Manchu name
- Manchu script: ᡥᠣᡳ᠌ᡶᠠ ᠨᠠᡵᠠ
- Möllendorff: hoifa nara

Chinese name
- Chinese: 辉发那拉氏

Standard Mandarin
- Hanyu Pinyin: huī fā nà lā shì

Pronunciation respelling name
- Pronunciation respelling: HOY-fah-NAH-rah

= Hoifa Nara =

Manchu clan and family name

Hoifa Nara is a one of the four major branches of the Nara clan and among the eight greatest Manchu families in some of the historical records during Qing dynasty. It was also the ruling clan of the Hoifa tribal nation (輝發國, -1607). Its ancestor, Angguli, originally belonged to the Ikderi clan of the Nimaca tribe in the Heilongjiang region. After migrating south, he adopted the surname Nara through association with local Nara families. By the late Ming period, the clan established the tribal nation in the Hoifa River basin under the leadership of Wangginu (王機褚). After the defeat of his grandson Baindari (拜音達禮) by Nurhaci, the clan and its followers were incorporated into the Eight Banners.

==Overview==
During the Qing dynasty, the most distinguished branch was that of the Empress Nara of the Qianlong Emperor, whose father Narbū was posthumously granted the title of a first-rank duke due to his daughter's elevation. Following the empress's fall from favor, however, the family lost its hereditary banner command and declined. Apart from this branch, several members of the clan held hereditary titles such as qingcheduwei (輕車都尉, Light Chariot Commandant) and Qiduwei (騎都尉, Knight Commandant). After the fall of the Qing dynasty, descendants of the Hoifa Nara generally adopted the Sino surnames Zhang (張), Shi (施), Su (蘇), and You (游).

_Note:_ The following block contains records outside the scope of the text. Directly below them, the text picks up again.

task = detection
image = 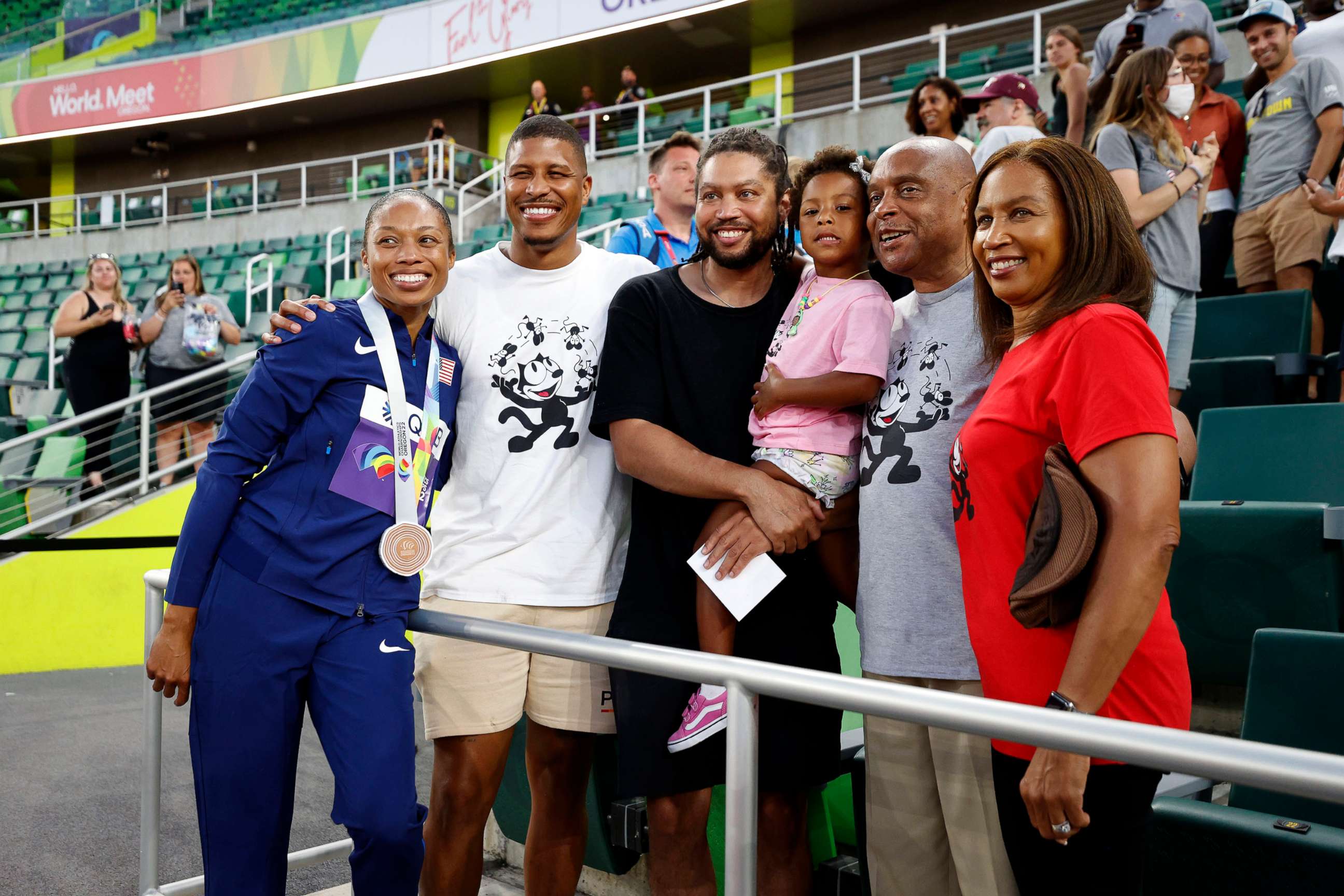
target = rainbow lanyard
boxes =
[785,270,868,339]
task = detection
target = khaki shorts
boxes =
[1233,188,1335,287]
[415,594,615,740]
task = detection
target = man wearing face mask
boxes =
[961,73,1046,171]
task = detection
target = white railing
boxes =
[0,349,257,541]
[578,218,625,248]
[457,164,504,238]
[0,139,499,239]
[243,253,275,329]
[138,569,1344,896]
[323,227,349,298]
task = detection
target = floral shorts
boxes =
[751,449,859,509]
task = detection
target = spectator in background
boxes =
[906,75,976,153]
[140,255,242,485]
[523,78,563,121]
[949,139,1191,896]
[1233,0,1344,398]
[1093,47,1217,404]
[961,73,1046,171]
[606,130,700,268]
[1169,30,1246,296]
[574,85,602,144]
[1087,0,1227,110]
[51,253,134,494]
[615,66,649,106]
[1046,25,1093,146]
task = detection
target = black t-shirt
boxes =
[589,268,835,646]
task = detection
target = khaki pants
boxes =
[863,671,1017,896]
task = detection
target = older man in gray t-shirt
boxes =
[858,137,1017,896]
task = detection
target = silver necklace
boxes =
[700,258,736,307]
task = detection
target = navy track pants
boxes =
[191,562,426,896]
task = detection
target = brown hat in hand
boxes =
[1008,443,1101,628]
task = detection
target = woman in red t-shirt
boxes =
[949,137,1191,893]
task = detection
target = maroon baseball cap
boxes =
[961,71,1040,113]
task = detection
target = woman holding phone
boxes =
[140,255,242,485]
[51,253,136,493]
[147,189,458,896]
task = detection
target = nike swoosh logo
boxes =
[685,707,715,731]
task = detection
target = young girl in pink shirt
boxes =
[668,146,894,752]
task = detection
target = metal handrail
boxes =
[0,349,257,462]
[323,225,349,300]
[140,569,1344,896]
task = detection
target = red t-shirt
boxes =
[949,303,1189,759]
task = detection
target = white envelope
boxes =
[687,550,783,622]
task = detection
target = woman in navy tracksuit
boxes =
[147,191,458,896]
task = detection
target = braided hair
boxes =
[687,127,794,274]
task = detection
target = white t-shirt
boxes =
[423,242,657,607]
[970,125,1046,171]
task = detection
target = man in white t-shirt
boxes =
[264,116,657,896]
[961,73,1046,171]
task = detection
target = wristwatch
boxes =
[1046,691,1089,716]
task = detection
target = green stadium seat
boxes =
[1191,404,1344,505]
[1144,628,1344,896]
[331,277,368,298]
[615,199,653,220]
[1194,289,1312,359]
[957,43,999,63]
[578,205,615,230]
[1167,404,1344,685]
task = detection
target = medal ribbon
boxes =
[359,290,440,525]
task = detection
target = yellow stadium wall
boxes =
[485,93,531,164]
[48,137,75,236]
[0,482,195,675]
[751,40,793,114]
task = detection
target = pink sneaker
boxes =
[668,685,729,752]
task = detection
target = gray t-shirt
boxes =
[859,275,1006,681]
[1095,123,1199,293]
[140,293,238,371]
[1087,0,1228,85]
[1240,57,1340,211]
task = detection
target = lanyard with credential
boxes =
[359,290,440,576]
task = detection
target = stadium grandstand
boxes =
[0,0,1344,896]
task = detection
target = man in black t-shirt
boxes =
[590,128,856,893]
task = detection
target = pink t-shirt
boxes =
[747,270,895,454]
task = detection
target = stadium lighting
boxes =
[0,0,747,146]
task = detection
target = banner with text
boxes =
[0,0,731,138]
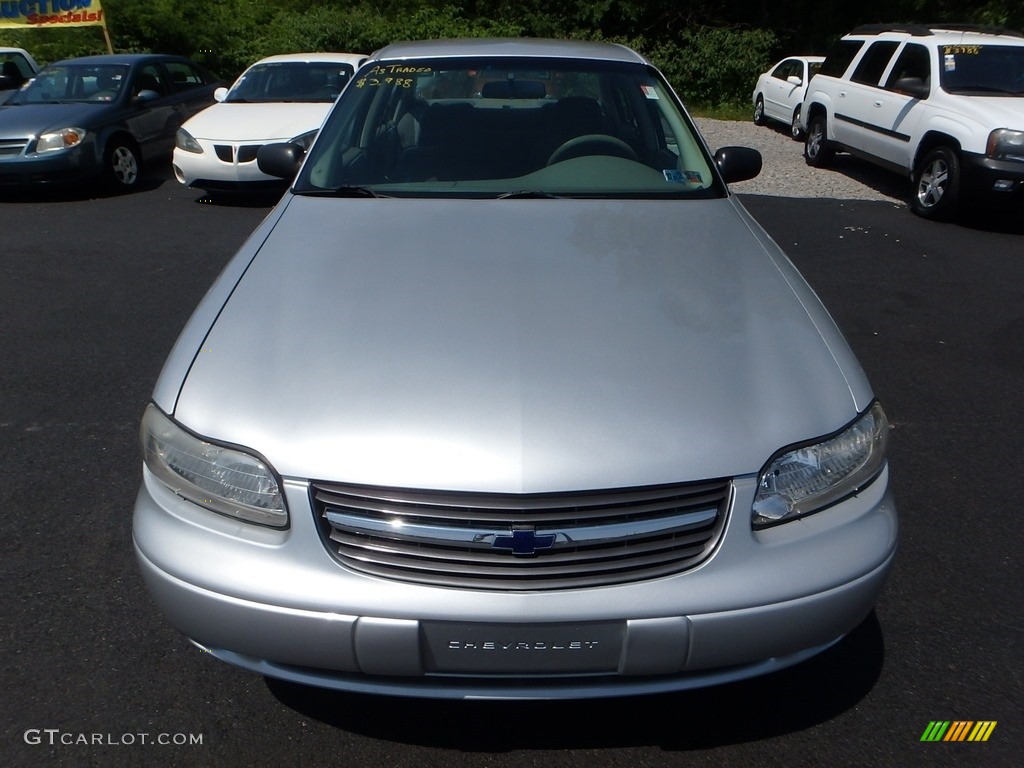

The descendants of the Hoifa beile family were mainly distributed among the Bordered Red Banner, Bordered Blue Banner, and Imperial Household Bordered Yellow Banner (內務府鑲黃旗). Tunggui (通貴), a grandson of Wangginu, surrendered to Nurhaci and was granted the hereditary rank of Qiduwei and Banner company commander (niru janggin). His descendants and clansmen produced numerous military and civil officials, including Banner-level commanders and company commanders. Mangko (莽科), another grandson of Wangginu, his great-grandson Narbu (納爾布) was the father of the Qianlong Emperor's Step Empress Nara.

Besides the ruling clan, several unrelated Hoifa Nara families also attained hereditary ranks through military service. Notable among them were the descendants of Sandan, who obtained multiple hereditary titles such as Qingcheduwei and Qiduwei. Another example, Šose Uba, who was granted Qiduwei due to his refusal to surrender while held captive by the Chahar Mongols for three years. After escaping, he served as superintendent of the imperial mausoleums (陵寢總管).